Hayes looks off in the distant for just a moment and then his eyes return to me. “I’ve fought for everything I’ve ever had. I don’t have to keep my defenses up twenty-four seven because that is what I’ve always done. I want to let people in. I want to let you in.”

Hayes puts his arms around me and I slide closer to his body.

Our mouths meet and our lips press together as the waves crash upon the rocks beneath us.

The makeshift choir Hayes conducted a few moments ago is now gathered around us on the rocks below cheering us on, some holding up half empty bottles of wine and others applauding.

“Wait, do you hear that?” Hayes says.

“The crowd? How could I not? I think they’re glad they got a happy ending.”

“Me too,” he says, and kisses me on the lips. “But I mean up there.” He points up to the terrace. I can hear music from the wedding beyond the crowd and see blue, red and green lights swirling and shining from the ballroom.

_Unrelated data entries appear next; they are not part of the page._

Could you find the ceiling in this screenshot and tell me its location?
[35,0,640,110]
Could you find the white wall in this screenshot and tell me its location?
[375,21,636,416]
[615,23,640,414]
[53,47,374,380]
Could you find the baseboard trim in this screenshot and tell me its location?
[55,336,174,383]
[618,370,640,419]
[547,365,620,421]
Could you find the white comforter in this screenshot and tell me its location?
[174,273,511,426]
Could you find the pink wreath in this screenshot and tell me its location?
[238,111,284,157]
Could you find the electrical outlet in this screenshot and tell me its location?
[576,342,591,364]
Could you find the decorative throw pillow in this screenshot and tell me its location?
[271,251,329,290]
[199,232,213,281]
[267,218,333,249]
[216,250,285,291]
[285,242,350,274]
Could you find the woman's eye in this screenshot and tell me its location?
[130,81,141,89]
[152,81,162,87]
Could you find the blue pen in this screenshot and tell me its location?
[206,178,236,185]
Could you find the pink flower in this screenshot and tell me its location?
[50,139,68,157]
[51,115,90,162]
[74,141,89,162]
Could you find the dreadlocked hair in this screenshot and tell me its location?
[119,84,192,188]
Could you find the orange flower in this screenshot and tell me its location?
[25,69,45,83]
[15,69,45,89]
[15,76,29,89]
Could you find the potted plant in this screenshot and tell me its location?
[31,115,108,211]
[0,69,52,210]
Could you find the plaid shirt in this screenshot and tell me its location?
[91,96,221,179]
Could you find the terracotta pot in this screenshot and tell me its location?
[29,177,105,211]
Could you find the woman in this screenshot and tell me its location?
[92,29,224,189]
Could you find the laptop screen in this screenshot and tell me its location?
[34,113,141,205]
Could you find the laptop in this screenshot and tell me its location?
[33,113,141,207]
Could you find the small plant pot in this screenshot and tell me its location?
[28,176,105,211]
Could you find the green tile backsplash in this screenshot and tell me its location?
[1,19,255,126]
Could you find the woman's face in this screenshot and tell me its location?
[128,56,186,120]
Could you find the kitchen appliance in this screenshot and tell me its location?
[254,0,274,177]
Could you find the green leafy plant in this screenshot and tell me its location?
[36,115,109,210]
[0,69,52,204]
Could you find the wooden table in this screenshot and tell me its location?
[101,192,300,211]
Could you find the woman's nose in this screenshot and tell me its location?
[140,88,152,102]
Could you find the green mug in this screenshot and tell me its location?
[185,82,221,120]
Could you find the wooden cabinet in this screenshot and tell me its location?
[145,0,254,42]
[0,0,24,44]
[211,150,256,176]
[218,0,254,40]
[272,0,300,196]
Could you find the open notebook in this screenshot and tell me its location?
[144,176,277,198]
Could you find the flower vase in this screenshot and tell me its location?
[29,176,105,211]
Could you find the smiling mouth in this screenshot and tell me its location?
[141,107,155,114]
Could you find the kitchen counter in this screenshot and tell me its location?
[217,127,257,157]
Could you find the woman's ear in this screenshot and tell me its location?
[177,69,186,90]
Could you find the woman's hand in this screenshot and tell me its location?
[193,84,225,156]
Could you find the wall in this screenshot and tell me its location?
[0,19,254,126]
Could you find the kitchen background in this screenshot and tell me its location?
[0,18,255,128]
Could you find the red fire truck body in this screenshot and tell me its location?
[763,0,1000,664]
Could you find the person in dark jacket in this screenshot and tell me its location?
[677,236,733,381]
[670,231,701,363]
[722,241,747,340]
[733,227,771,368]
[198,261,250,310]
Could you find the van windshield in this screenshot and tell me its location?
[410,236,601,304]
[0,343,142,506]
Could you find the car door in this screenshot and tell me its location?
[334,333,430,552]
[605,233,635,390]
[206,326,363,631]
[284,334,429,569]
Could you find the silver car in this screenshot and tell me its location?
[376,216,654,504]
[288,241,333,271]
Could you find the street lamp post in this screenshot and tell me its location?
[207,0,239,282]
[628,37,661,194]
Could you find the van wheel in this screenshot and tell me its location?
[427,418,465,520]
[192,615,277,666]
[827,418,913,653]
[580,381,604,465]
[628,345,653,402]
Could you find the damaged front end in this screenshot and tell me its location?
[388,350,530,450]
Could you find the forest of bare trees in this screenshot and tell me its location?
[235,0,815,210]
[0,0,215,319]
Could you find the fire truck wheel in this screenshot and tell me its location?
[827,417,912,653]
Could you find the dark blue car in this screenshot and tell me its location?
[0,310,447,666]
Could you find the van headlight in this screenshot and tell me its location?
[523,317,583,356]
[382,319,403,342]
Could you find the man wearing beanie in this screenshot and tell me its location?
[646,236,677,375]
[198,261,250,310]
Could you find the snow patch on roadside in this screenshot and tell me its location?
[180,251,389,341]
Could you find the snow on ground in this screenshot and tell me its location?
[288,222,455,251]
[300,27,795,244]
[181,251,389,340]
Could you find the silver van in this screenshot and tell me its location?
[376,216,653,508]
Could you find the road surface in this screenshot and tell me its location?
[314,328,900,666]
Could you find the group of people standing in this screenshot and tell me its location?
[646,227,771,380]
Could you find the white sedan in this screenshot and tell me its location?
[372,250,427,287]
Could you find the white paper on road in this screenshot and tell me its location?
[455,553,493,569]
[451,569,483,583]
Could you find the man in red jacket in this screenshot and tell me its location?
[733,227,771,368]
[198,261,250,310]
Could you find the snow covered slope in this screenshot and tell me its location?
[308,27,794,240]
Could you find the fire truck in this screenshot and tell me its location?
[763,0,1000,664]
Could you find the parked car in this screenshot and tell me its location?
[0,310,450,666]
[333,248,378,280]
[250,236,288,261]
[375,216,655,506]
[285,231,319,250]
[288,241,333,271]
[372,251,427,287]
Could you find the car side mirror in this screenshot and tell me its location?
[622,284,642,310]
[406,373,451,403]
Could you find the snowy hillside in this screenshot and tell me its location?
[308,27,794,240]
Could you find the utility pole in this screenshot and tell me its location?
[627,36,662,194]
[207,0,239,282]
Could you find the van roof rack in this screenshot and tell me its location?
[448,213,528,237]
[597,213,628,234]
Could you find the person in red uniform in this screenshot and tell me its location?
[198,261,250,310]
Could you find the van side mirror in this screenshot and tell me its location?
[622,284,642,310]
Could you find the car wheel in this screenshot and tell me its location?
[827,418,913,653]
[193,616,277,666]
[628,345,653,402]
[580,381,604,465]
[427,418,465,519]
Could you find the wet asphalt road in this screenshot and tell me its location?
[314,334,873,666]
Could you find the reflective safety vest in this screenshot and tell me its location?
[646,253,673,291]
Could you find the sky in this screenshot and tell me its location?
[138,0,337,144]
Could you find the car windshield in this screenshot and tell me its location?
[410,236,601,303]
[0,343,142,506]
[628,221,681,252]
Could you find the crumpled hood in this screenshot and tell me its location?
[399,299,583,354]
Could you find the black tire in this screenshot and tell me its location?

Hayes jumps off the rock and extends his hand for me. “Come on. We don’t want to miss it.”

“You want to see the show?” I ask, following him through the cheering crowd and back to the stairs leading up to the reception.

“No, I don’t want to watch it. You said she was hosting karaoke. I want to be the show. I’ve already made a fool of myself down here at the beach in front of strangers. I’m ready to do it in front of your family.” He rushes ahead, holding my hand.

I’m blown away by him. We get to the landing and I ask, “You are seriously going to sing ‘Love More Fearless’ in front of all those people? On stage? With her?”

“No,” Hayes says. “I’m going to sing ‘Stop! In the Name of Love,’ with her and you are going to teach us your choreo. What better teacher could she have?”

He kisses me on the nose and holds my hand in his as we climb up the stairs toward the music and lights, ready to join the party together.